Allotment of Shares And Issue of Preference Shares

What Does It Mean By Allotment of Shares? 

The process of allotment refers to the distribution of shares among the interested shareholders either through a lottery scheme or some type of algorithm for allotment. The allocation process also decides the overall composition of the shareholding among investors, which is also helpful in determining the bargaining power (majority or minority) of shareholders. 

Three most popular types of Allotment of Shares process that are commonly practised by companies include: 

Share Allotment via Initial Public Offering (IPO)

When a company is listed on a stock exchange by doing an IPO and starts trading shares to the general public. A large number of investors, i.e., the general public gets involved in such kind of share allocation process, unlike a very limited number of private investors in a company. 
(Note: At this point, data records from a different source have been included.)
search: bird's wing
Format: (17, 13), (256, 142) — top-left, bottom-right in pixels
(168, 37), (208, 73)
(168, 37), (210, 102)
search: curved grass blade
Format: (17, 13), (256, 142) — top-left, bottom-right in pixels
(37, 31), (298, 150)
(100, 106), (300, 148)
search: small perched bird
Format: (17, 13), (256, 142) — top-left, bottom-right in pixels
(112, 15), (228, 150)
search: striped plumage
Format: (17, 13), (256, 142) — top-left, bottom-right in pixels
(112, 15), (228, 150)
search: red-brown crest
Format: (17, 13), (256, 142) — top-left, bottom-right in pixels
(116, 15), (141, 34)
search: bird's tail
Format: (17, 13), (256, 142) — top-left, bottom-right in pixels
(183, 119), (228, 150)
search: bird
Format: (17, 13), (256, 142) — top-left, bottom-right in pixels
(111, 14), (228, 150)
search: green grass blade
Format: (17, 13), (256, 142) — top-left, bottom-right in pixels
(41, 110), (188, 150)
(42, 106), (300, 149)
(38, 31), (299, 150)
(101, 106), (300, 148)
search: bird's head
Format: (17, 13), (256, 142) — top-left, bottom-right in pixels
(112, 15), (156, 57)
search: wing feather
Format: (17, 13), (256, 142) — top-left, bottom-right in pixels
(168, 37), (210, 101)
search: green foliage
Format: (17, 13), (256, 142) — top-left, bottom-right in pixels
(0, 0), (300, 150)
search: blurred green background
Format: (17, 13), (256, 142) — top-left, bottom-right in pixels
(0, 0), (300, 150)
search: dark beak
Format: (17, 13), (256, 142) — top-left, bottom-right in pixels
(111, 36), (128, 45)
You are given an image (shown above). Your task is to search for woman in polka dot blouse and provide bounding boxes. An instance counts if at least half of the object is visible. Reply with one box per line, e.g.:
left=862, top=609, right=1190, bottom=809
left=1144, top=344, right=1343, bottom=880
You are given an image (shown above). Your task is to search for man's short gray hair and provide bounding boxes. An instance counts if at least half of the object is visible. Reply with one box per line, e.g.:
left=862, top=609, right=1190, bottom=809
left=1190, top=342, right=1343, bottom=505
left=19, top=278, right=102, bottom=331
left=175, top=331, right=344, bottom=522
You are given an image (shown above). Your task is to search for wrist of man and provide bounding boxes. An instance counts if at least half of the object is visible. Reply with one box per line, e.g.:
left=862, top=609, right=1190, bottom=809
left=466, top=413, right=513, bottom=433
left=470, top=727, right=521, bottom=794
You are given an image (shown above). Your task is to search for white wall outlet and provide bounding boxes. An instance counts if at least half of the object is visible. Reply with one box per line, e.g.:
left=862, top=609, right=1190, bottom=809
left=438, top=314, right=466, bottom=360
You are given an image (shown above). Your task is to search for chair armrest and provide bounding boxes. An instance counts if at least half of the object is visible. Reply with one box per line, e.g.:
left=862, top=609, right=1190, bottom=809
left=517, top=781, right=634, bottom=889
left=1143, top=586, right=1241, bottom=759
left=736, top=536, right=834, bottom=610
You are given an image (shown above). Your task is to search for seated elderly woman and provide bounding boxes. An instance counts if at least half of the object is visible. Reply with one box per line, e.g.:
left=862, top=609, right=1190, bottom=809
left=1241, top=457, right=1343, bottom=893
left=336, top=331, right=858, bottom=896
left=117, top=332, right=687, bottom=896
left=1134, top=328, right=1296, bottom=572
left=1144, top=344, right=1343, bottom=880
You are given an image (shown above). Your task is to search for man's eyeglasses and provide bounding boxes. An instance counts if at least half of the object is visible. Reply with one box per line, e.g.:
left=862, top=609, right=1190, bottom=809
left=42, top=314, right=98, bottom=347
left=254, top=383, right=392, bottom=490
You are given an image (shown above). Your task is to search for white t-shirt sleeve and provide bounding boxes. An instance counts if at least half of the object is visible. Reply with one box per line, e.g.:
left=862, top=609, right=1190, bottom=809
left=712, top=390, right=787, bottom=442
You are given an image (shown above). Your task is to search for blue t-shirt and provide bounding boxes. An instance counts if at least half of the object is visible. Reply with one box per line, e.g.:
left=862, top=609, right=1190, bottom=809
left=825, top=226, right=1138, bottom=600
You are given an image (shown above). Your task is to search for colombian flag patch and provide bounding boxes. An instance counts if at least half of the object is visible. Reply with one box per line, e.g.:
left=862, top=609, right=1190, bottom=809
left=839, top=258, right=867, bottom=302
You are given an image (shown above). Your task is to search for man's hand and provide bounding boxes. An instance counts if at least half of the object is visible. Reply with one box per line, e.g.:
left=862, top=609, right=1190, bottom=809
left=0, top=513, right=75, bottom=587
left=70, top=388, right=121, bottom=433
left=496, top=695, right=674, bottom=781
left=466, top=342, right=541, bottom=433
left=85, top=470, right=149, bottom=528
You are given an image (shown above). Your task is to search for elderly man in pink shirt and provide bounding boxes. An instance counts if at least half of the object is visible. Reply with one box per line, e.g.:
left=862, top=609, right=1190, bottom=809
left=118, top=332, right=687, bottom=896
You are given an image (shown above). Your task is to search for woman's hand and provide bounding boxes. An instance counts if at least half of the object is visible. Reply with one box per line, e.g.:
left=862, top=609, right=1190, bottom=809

Allotment via Rights Issue or Bonus Issue

When shares are allocated among the existing shareholders of a company as opposed to the new ones. In case of rights issues, shares are generally offered at a discounted price to shareholders by the company. On the other hand, in case of a bonus issue, shares are allocated to existing shareholders instead of dividend payment. 


Bulk Share Allotment to individual or Institution

Companies can also issue shares to a particular selected party like an institutional shareholder, venture capital firm or business angel. Such type of allotment generally results in a change of ownership status since a bulk amount of shares are distributed. 

What Does It Mean By Issue of Preference Shares?

A legal transfer of ownership of the shares by a company to its investors is known as the issues of shares. Once a company issues shares to investors, then it is at the hand of investors completely whether they want to hold their shares or transfer their ownership by selling the shares to other investors. 

Initially, when a company gets incorporated, a number of its shares are issued which is dependent upon a number of factors. A legal document called ‘Prospectus’ is used to specify all relevant information related to the issue of shares. Companies can also seek professional advice to decide how much shares they wanted to issue to the public. 

Authorised Share Capital

Authorized share capital is also known as the registered share capital. This is the maximum amount of capital that a particular company is allowed to raise from the public via the issue of shares. The registered share capital of a company should also be mentioned in the Certificate of Incorporation, which is a legal document to declare the formation of a company. During a single issue, the entire number of authorized shares cannot be issued by the company. 

Dilution of Control

Once shares are issued to the general public during an IPO event, then become shareholders of the company. This can also result in a change in the ownership structure of the firm. Hence, it is at the hand of existing owners of the firm how much control they want to forgo by deciding the number of shares that are issued during an IPO event. 

The price at which shares are issued is equally important as the number of shares issued during an IPO event. The pricing should be attractive so that prospective investors can purchase it without sending any negative signals into the market. Companies operating in a high growth market with a unique product can put their share prices high as opposed to ones operating in a competitive market. 


Structure of The Company

The private or public structure of the company also affects the number of shares that can be issued. Regulations for issuing shares are minimum for private companies whereas in case of public companies a nominal value is specified which must be at least £50,000 of the issued share capital. 

Funding Requirements And Company Size 

Large scale companies have more funding or capital requirements when compared to small ones. Furthermore, when a company is well established, it can easily attract more funding since investors are more willing to put their money in already established corporate entities for getting more profits.